May 13, 2026

How to Validate Reference Genes with geNorm and NormFinder

If you're using GAPDH as your reference gene because "everyone in the lab uses it," you probably have unstable normalisation and don't know it. Validating reference genes with algorithms like geNorm and NormFinder is the single most impactful thing you can do to improve the reliability of your RT-qPCR data — and it takes maybe half a day of bench work plus an hour of analysis.

The short version: run a panel of 6–8 candidate reference genes across all your experimental conditions, then feed the Ct (or Cq) values into geNorm and NormFinder. geNorm ranks genes by pairwise variation and tells you how many reference genes you need. NormFinder estimates intra- and intergroup variation and picks the single most stable gene. Use both. If they agree, you're solid. If they disagree, look at why — it usually tells you something useful about your experimental system.

Choosing Your Candidate Panel

You need candidates before you can validate them, and the candidates should be biologically diverse. If you pick five ribosomal genes, they'll all co-regulate under translational stress and geNorm will happily tell you they're "stable" — because it measures pairwise consistency, not absolute stability. That's the most common pitfall with geNorm, and I'll come back to it.

A reasonable starting panel for mammalian cells:

GAPDH — glycolysis
ACTB — cytoskeleton
HPRT1 — purine salvage
B2M — MHC class I component
TBP — basal transcription
YWHAZ — signal transduction
RPL13A or RPLP0 — ribosomal (pick one, not both)
SDHA — mitochondrial electron transport

For plant work, PP2A, UBC, EF1α, and TUA are good starting points. For zebrafish, eef1a1l1 and rpl13a tend to do well, but validate anyway — that's the whole point.

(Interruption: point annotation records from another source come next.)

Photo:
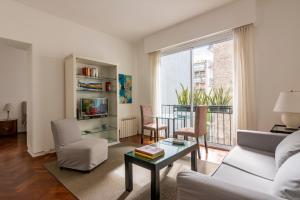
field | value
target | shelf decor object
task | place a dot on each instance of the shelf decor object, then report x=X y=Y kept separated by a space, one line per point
x=288 y=104
x=7 y=108
x=125 y=89
x=91 y=97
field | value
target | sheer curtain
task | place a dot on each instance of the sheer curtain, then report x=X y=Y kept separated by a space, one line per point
x=244 y=99
x=154 y=62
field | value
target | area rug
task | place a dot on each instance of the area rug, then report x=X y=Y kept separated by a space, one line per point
x=107 y=180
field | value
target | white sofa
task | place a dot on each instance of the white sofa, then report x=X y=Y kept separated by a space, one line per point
x=262 y=166
x=74 y=152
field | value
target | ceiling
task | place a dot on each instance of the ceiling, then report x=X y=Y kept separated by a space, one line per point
x=130 y=20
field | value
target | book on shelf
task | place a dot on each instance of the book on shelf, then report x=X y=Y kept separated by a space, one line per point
x=149 y=151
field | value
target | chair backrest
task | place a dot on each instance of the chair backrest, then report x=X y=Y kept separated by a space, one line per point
x=65 y=132
x=146 y=115
x=200 y=120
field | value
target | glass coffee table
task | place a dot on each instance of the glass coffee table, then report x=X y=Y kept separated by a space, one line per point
x=172 y=153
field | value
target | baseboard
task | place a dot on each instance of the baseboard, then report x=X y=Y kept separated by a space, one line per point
x=42 y=153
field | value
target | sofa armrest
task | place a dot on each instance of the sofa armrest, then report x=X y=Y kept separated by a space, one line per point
x=195 y=186
x=265 y=141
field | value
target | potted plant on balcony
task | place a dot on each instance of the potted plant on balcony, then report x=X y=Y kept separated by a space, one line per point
x=183 y=99
x=219 y=100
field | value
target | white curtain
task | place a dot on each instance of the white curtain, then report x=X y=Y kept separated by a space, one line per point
x=154 y=62
x=244 y=96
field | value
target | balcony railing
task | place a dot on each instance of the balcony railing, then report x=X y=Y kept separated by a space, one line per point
x=219 y=122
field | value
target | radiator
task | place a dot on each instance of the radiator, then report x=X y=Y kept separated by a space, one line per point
x=128 y=127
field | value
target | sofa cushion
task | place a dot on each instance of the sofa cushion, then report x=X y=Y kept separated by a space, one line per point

Run these across every condition in your experiment: all treatment groups, all time points, all tissue types. Use the same RNA samples you'll use (or comparable ones) for your actual study. Minimum of three biological replicates per group, though five or more gives you much more confidence in the stability rankings. Use a single reference gene assay plate if you can — this minimises technical noise in the validation itself.

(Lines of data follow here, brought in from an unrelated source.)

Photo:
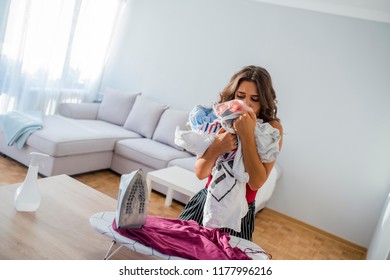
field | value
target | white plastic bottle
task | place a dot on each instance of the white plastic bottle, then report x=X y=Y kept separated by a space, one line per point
x=27 y=196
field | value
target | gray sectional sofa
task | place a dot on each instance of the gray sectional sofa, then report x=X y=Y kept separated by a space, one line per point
x=124 y=132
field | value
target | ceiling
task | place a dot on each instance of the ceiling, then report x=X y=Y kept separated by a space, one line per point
x=375 y=10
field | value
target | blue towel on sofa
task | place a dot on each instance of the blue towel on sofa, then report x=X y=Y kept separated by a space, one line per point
x=18 y=126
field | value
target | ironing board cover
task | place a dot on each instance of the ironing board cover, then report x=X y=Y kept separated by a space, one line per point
x=102 y=222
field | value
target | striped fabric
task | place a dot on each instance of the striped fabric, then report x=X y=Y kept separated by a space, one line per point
x=194 y=211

Each assay should have verified efficiency between 90–110% (ideally 95–105%) before you start. If efficiencies differ wildly between genes, the algorithms' assumptions start to break down, particularly for geNorm which assumes comparable efficiencies in its pairwise comparisons. Run standard curves with a 5-point, 4-fold dilution series (or 5-fold, your call) and confirm R² ≥ 0.98.

How geNorm Works (and What M and V Actually Mean)

geNorm was published by Vandesompele et al. (2002) and remains the most widely used reference gene stability algorithm. It calculates a gene-stability measure M for each candidate by looking at the average pairwise variation of that gene with all other candidates across your samples.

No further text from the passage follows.